Metro Atlanta Democrats also remain leery of as-yet-unknown implications of other provisions in the state’s new voting rights law. Those provisions include limits on the number of drop boxes in counties, a shortened absentee voting schedule and more stringent voter ID requirements — all of which could have a disproportionate impact in the four counties.

“I think we were made vulnerable with what happened with the dismantling of the voting rights, and all of those things have been smaller, kind of like death by 1,000 cuts,” said Latosha Brown, co-founder of the organization Black Voters Matter, which aims to mobilize and turn out Black voters across the South. “At the end of the day, I think there’s a fundamental question around, ‘Is democracy going to be protected and expanded in this country?’ I think Georgia is a microcosm of what we’re seeing happening all around the country.”

Democratic officials note that the proliferation of legislative action is a reminder of the precariousness of their recent gains. Despite the party’s victories atop the ballot, the inability to break the GOP’s hold on the statehouse threatens to unravel it all.
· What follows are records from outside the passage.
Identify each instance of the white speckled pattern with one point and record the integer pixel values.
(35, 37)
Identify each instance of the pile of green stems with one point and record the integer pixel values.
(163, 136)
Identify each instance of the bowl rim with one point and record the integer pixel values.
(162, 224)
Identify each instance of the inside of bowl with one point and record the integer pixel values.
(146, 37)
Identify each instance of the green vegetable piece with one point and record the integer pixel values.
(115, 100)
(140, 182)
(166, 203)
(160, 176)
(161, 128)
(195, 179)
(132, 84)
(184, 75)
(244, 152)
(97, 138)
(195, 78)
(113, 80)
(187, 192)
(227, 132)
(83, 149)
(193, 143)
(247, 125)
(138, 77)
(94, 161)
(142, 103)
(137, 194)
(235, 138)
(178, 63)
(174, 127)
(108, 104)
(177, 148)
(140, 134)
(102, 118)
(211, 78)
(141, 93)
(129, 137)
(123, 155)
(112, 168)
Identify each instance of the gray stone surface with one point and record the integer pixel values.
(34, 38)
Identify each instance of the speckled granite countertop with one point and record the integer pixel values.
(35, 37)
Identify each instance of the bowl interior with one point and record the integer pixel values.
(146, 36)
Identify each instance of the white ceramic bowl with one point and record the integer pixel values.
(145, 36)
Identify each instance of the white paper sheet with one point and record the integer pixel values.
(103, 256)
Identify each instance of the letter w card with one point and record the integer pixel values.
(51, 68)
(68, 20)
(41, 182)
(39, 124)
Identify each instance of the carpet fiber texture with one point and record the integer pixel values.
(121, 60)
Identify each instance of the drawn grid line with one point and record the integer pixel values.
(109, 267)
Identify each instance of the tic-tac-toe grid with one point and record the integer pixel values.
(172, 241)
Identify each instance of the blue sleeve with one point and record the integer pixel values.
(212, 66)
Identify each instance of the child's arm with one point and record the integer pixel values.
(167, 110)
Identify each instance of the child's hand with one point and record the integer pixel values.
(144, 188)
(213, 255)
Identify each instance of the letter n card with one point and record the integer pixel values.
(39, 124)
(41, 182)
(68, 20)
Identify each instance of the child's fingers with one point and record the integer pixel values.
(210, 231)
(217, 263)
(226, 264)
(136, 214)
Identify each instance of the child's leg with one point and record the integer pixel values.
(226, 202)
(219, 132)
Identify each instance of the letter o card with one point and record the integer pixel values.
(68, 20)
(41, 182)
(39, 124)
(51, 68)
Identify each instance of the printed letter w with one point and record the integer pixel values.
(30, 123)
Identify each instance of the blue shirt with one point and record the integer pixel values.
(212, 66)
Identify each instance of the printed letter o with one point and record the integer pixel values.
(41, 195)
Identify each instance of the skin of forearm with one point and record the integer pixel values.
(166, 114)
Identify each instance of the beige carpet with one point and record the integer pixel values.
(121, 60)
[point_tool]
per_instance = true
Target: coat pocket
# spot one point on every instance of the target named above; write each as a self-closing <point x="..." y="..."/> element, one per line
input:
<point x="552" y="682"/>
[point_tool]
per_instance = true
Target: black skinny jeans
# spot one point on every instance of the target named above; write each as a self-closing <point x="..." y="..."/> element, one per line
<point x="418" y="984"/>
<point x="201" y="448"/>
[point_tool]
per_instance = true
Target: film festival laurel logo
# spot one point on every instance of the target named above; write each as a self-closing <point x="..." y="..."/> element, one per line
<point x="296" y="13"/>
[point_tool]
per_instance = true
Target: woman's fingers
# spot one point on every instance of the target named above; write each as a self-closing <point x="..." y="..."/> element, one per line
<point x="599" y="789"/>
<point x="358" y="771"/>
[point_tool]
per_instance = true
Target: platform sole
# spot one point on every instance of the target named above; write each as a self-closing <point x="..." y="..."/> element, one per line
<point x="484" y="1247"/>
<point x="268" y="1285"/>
“Everyone was celebrating Georgia going blue last year. And I was just kind of like, ‘Oh, no, we did not win the state Legislature. We’re in trouble,’” said John Jackson, chair of the DeKalb County Democrats. “Democrats really haven’t registered in our minds how important the state legislature is, and why we need to have a better emphasis on winning the state legislatures. Republicans have stacked the cards in their favor.”